Italo Calvino

Italo Calvino
Italo Calvinowas an Italian journalist and writer of short stories and novels. His best known works include the Our Ancestors trilogy, the Cosmicomics collection of short stories, and the novels Invisible Citiesand If on a winter's night a traveler...
NationalityItalian
ProfessionJournalist
Date of Birth15 October 1923
CountryItaly
books genuine italy less might novel provide trying useful wasted
How much energy is wasted in Italy in trying to write the novel that obeys all the rules. The energy might have been useful to provide us with more modest, more genuine things, that had less pretensions: short stories, memoirs, notes, testimonials, or at any rate, books that are open, without a preconceived plan.
dream distance book
Your house, being the place in which you read, can tell us the position books occupy in your life, if they are a defense you set up to keep the outside world at a distance, if they area dream into which you sink as if into a drug, or bridges you cast toward the outside, toward the world that interests you so much that you want to multiply and extend its dimensions through books.
book classic ancient
A classic is the term given to any book which comes to represent the whole universe, a book on a par with ancient talismans.
book cry shelves
Don't ask where the rest of this book is!" It is a shrill cry that comes from an undefined spot among the shelves. "All books continue in the beyond...
distance lying order
Perhaps everything lies in knowing what words to speak, what actions to perform, and in what order and rhythm; or else someone's gaze, answer, gesture is enough; it is enough for someone to do something for the sheer pleasure of doing it, and for his pleasure to become the pleasure of others: at that moment, all spaces change, all heights, distances; the city is transfigured, becomes crystalline, transparent as a dragonfly.
ocean land language
The unconscious is the ocean of the unsayable, of what has been expelled from the land of language, removed as a result of ancient prohibitions.
memories cities redundant
Memory is redundant: it repeats signs so that the city can begin to exist.
distance eye light
If you want to know how much darkness there is around you, you must sharpen your eyes, peering at the faint lights in the distance.

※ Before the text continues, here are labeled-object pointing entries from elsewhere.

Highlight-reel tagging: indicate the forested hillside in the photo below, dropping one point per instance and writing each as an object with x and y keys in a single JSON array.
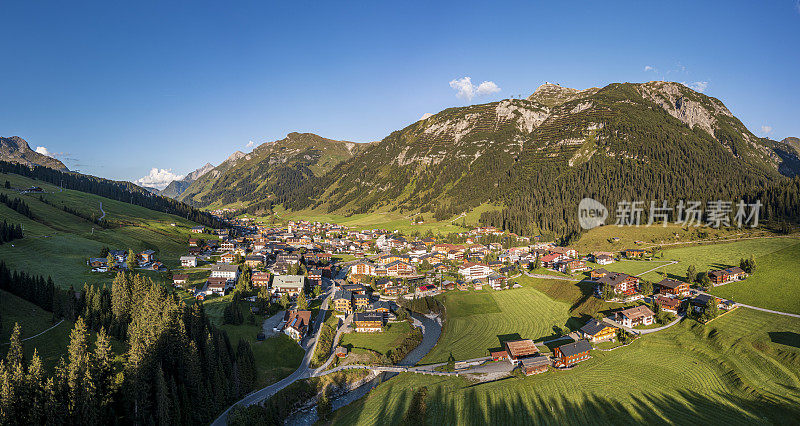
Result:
[
  {"x": 538, "y": 157},
  {"x": 120, "y": 191},
  {"x": 273, "y": 173},
  {"x": 531, "y": 160}
]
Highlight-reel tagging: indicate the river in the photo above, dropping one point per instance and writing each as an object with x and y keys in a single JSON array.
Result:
[{"x": 431, "y": 330}]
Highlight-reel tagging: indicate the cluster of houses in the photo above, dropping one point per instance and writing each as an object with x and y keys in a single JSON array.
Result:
[
  {"x": 669, "y": 294},
  {"x": 145, "y": 259},
  {"x": 526, "y": 354},
  {"x": 369, "y": 314}
]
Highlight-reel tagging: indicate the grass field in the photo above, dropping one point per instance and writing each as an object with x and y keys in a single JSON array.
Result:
[
  {"x": 383, "y": 220},
  {"x": 775, "y": 284},
  {"x": 740, "y": 369},
  {"x": 58, "y": 243},
  {"x": 276, "y": 357},
  {"x": 718, "y": 256},
  {"x": 601, "y": 238},
  {"x": 482, "y": 320},
  {"x": 34, "y": 320},
  {"x": 391, "y": 336}
]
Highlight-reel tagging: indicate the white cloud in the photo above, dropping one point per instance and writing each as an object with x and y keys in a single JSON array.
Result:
[
  {"x": 487, "y": 88},
  {"x": 466, "y": 90},
  {"x": 158, "y": 178},
  {"x": 698, "y": 86}
]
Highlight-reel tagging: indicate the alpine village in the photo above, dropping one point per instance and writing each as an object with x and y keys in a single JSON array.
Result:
[{"x": 621, "y": 254}]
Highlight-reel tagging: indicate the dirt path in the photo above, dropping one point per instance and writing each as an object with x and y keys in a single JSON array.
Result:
[{"x": 29, "y": 338}]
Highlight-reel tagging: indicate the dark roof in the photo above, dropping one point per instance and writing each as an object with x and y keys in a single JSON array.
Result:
[
  {"x": 668, "y": 283},
  {"x": 701, "y": 299},
  {"x": 613, "y": 279},
  {"x": 575, "y": 348},
  {"x": 593, "y": 327},
  {"x": 342, "y": 294},
  {"x": 734, "y": 270},
  {"x": 367, "y": 316},
  {"x": 535, "y": 361}
]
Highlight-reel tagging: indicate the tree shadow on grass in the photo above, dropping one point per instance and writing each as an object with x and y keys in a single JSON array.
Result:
[
  {"x": 489, "y": 404},
  {"x": 787, "y": 338}
]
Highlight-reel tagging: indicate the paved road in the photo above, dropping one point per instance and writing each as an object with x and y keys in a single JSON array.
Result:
[
  {"x": 346, "y": 323},
  {"x": 302, "y": 372},
  {"x": 29, "y": 338},
  {"x": 671, "y": 262},
  {"x": 644, "y": 331},
  {"x": 552, "y": 277},
  {"x": 756, "y": 307}
]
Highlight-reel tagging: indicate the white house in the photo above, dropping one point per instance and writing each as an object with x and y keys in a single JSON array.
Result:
[
  {"x": 188, "y": 261},
  {"x": 472, "y": 271},
  {"x": 224, "y": 270}
]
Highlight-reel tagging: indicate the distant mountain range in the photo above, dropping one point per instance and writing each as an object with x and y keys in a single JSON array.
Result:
[
  {"x": 176, "y": 187},
  {"x": 17, "y": 150},
  {"x": 273, "y": 172},
  {"x": 532, "y": 159},
  {"x": 527, "y": 161}
]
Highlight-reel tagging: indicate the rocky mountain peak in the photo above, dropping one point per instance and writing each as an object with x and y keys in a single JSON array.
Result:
[
  {"x": 16, "y": 150},
  {"x": 553, "y": 94}
]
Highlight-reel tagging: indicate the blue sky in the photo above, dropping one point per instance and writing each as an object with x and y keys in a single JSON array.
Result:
[{"x": 118, "y": 88}]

data register private-things
Biographical data, even those recorded in the public registers, are the most private things one has, and to declare them openly is rather like facing a psychoanalyst.
moon doubt looks
Nobody looks at the moon in the afternoon, and this is the moment when it would most require our attention, since its existence is still in doubt.
running communication media
In an age when other fantastically speedy, widespread media are triumphing, and running the risk of flattening all communication onto a single, homogenous surface, the function of literature is communication between things that are different simply because they are different, not blunting but even sharpening the differences between them, following the true bent of written language.
goal achievement alive
Literature remains alive only if we set ourselves immeasurable goals, far beyond all hope of achievement. Only if poets and writers set themselves tasks that no one else dares imagine will literature continue to have a function.
mean writing hiding-something
Writing always means hiding something in such a way that it then is discovered.
beautiful thinking views
The minute you start saying something, 'Ah, how beautiful! We must photograph it!' you are already close to view of the person who thinks that everything that is not photographed is lost, as if it had never existed, and that therefore, in order really to live, you must photograph as much as you can, and to photograph as much as you can you must either live in the most photographable way possible, or else consider photographable every moment of your life. The first course leads to stupidity; the second to madness.